SERSNet and ML-based SERS detection

Deep-neural-network architectures for biomolecule detection (Biosensors 2021) and heavy-metal-ion detection (Sensors 2022) from SERS spectra.

Phonocardiogram (PCG) analysis

Temporal-convolutional feature extraction with asynchronous channel-information fusion for heart-abnormality detection in multi-channel phonocardiograms (Shin et al., Comput. Methods Programs Biomed. 2025). Continuing work on foundation-model-based evaluation for PCG is ongoing.

Sparse-subsample gene-expression reconstruction

A U-Net-like CNN reconstructs full gene-expression vectors from 10 % subsamples, exploiting the modular and sparse structure of transcriptional programs (PCC ≈ 0.86 versus state-of-the-art reconstruction methods).

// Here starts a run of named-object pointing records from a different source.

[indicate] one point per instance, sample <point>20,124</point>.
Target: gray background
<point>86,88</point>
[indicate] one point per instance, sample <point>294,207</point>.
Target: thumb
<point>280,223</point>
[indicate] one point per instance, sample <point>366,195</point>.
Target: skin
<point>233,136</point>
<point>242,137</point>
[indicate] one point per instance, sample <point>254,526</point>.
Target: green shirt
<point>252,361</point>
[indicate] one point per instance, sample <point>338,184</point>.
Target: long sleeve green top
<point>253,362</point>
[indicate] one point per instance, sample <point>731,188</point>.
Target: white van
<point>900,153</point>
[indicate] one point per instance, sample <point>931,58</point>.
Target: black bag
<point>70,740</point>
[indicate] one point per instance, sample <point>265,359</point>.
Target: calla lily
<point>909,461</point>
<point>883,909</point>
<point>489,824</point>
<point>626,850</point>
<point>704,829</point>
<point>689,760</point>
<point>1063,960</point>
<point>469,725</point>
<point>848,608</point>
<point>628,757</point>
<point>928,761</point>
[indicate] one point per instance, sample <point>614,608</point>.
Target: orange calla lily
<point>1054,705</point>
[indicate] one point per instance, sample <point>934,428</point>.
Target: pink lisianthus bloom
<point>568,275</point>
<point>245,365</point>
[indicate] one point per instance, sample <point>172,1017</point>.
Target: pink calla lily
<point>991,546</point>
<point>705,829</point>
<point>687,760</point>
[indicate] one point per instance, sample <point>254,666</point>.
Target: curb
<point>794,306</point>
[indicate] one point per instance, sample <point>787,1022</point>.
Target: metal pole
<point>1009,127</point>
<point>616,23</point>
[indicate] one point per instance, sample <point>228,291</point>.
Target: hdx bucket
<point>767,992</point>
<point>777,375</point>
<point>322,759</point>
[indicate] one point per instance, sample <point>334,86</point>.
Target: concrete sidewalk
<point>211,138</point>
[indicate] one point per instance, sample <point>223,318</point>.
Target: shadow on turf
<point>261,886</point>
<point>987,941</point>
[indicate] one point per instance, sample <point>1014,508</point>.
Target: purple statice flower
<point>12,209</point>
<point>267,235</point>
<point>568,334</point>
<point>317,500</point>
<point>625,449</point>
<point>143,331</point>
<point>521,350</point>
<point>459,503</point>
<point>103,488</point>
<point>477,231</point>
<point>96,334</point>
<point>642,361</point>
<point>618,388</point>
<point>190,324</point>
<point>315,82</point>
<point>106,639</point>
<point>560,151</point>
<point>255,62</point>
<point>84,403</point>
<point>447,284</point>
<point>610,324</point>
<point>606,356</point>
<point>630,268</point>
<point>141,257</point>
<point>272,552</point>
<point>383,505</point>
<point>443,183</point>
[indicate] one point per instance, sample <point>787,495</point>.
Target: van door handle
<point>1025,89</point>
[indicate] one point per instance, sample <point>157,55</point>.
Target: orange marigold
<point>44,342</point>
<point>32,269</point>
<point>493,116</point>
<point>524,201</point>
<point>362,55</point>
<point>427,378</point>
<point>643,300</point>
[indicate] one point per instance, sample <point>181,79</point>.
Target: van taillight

Sparse-subsample reconstruction


Earlier work: microfluidics and synthetic biology

Experimental systems for studying bacterial communication and predation at single-cell resolution — microfluidic concentrator arrays (Lab on a Chip 2011, 2012) and inkjet-printed multicellular systems (Biomaterials 2011; International Journal of Molecular Sciences 2011). These are the experimental roots of my current computational interest in cell-to-cell communication.